Ksapa a contribué à différents échanges, notamment avec le Bureau International du Travail sur les enjeux de circularité au sein des PME, ou au sein de la délégation du Sri Lanka sur la question de l’inclusivité des marchés carbone volontaires. Auprès de différentes parties prenantes portant des enjeux similaires au travers des pays du Sud, concernant la réussite de mises en œuvre à grande échelle de l’agroécologie, mettant en avant l’importance des enseignements à tirer de différentes crises et des efforts techniques, digitaux et financiers à organiser auprès des agriculteurs pour des transitions réussies. Le partage horizontal d’idées et de bonnes pratiques entre les agriculteurs est notamment crucial, favorisant une approche ascendante plutôt que descendante. Les autres parties prenantes territoriales, comme les autorités ou les acheteurs doivent ainsi jouer un rôle cadrant et équipant ces communautés rurales, tout en laissant de la place pour de l’appropriation. Au cœur, des solutions digitales comme Sutti Digital Suite permettent à la fois de disséminer du savoir, faciliter le partage entre pairs et collecter de la donnée en appliquant des approches de data science pragmatique pour suivre et piloter le déploiement de programmes dans des zones rurales et auprès de bénéficiaires souvent peu connectés.  

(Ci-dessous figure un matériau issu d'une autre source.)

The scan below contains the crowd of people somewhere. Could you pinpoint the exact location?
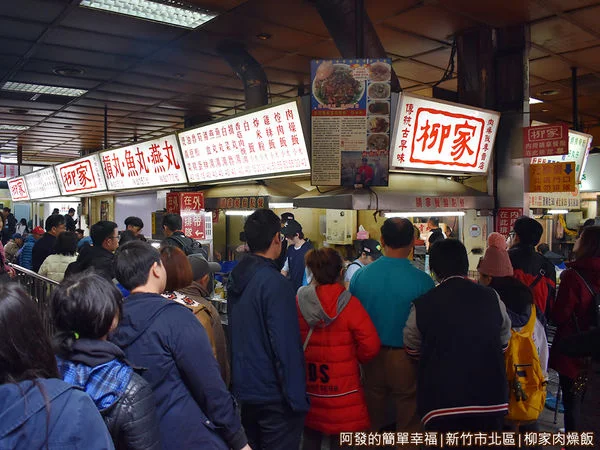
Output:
[0,209,600,450]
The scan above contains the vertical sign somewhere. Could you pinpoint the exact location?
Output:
[311,59,392,186]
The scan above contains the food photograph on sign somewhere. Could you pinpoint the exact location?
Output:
[391,94,500,173]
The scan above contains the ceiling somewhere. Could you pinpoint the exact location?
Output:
[0,0,600,162]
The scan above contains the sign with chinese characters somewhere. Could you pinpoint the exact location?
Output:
[311,59,392,186]
[25,167,60,200]
[529,126,592,183]
[390,94,500,174]
[0,164,19,178]
[100,134,187,190]
[523,123,569,158]
[8,177,29,202]
[496,208,523,236]
[177,100,310,183]
[529,162,575,192]
[54,154,106,195]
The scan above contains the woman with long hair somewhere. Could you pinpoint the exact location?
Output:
[550,226,600,431]
[0,283,114,450]
[297,248,381,450]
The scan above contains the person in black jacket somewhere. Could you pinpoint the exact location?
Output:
[51,273,161,450]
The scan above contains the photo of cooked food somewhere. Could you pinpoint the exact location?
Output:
[369,102,390,115]
[369,116,390,133]
[367,134,390,150]
[369,83,390,99]
[312,61,365,108]
[369,62,392,81]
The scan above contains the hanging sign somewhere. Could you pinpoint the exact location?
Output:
[8,177,29,202]
[311,59,392,186]
[54,154,106,195]
[390,93,500,174]
[523,123,569,158]
[100,134,187,190]
[529,162,575,192]
[177,100,310,183]
[25,167,60,200]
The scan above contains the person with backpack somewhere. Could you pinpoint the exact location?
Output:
[344,239,382,289]
[161,214,208,259]
[477,233,548,431]
[508,216,556,314]
[550,226,600,431]
[297,248,381,450]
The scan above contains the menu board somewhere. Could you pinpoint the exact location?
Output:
[100,134,187,190]
[7,177,29,202]
[177,100,310,183]
[25,167,60,200]
[529,127,592,183]
[391,93,500,174]
[311,59,392,186]
[54,154,106,195]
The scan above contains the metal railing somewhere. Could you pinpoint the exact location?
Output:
[9,264,58,335]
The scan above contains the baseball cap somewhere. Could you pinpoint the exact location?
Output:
[31,226,45,234]
[360,239,381,259]
[188,253,221,280]
[281,219,302,237]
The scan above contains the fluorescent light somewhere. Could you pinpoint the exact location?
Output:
[0,125,29,131]
[225,209,254,216]
[2,81,87,97]
[385,211,465,219]
[80,0,217,29]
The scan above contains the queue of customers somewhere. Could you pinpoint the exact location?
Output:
[0,210,600,450]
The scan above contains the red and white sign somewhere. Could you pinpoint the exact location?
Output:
[391,94,500,173]
[0,164,19,178]
[496,208,523,236]
[177,101,310,183]
[100,134,187,190]
[25,167,60,200]
[8,177,29,202]
[54,154,106,195]
[523,123,569,158]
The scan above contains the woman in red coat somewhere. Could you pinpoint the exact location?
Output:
[298,248,381,450]
[550,226,600,431]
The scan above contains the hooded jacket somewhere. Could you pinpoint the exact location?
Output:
[57,339,160,450]
[298,284,381,434]
[550,258,600,379]
[227,254,309,412]
[110,293,247,450]
[0,378,114,450]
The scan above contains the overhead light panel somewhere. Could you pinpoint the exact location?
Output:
[80,0,217,29]
[2,81,87,97]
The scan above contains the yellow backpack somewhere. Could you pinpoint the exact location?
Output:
[504,306,547,422]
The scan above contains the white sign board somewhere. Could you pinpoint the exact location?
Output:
[100,134,187,190]
[178,100,310,183]
[7,177,29,202]
[54,154,106,195]
[25,167,60,200]
[390,94,500,174]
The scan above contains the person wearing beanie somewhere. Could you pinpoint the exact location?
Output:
[508,216,556,313]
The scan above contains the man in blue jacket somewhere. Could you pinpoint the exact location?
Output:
[110,241,250,450]
[227,209,309,450]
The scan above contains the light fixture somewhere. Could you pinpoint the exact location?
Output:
[385,211,465,219]
[2,81,87,97]
[269,202,294,209]
[225,209,254,217]
[0,125,29,131]
[79,0,217,29]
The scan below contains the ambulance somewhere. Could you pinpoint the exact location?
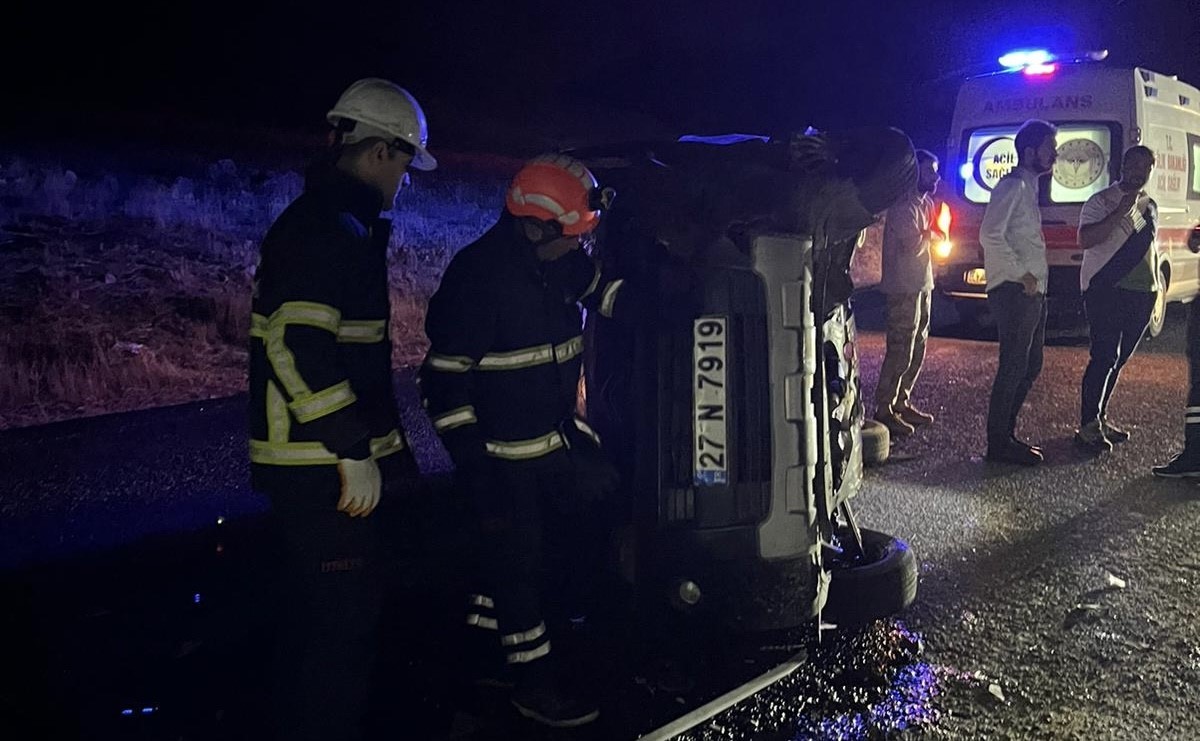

Très prometteurs, nos échanges avec des acteurs de la Tech for Good globaux comme avec des instituts de recherche de pointe en Afrique de l’Ouest portaient sur la combinaison de nos solutions low tech au service des communautés rurales et de nos approches de collecte et d’analyse des données avec des technologies de pointe utilisant les réseaux satellitaires et l’intelligence artificielle pour par exemple estimer l’impact de l’adoption de pratiques d’agriculture régénérative sur la séquestration de carbone dans le sol ou prédire quelques semaines voire quelques mois avant les volumes de production par juridiction voire par parcelle. Comment transmettre de l’information personnalisée à des fermiers disposant d’équipements basiques et non à jour avec une connectivité limitée ? Comment croiser les analyses « vues du ciel » avec des retours terrain pour nourrir la pertinence des traitements de l’information ? Cela fait partie des défis auxquels nous voulons nous atteler dans nos programmes en Asie du Sud et du Sud-Est, et en Afrique de l’Ouest et pour lesquels les partenariats sont un levier essentiel. 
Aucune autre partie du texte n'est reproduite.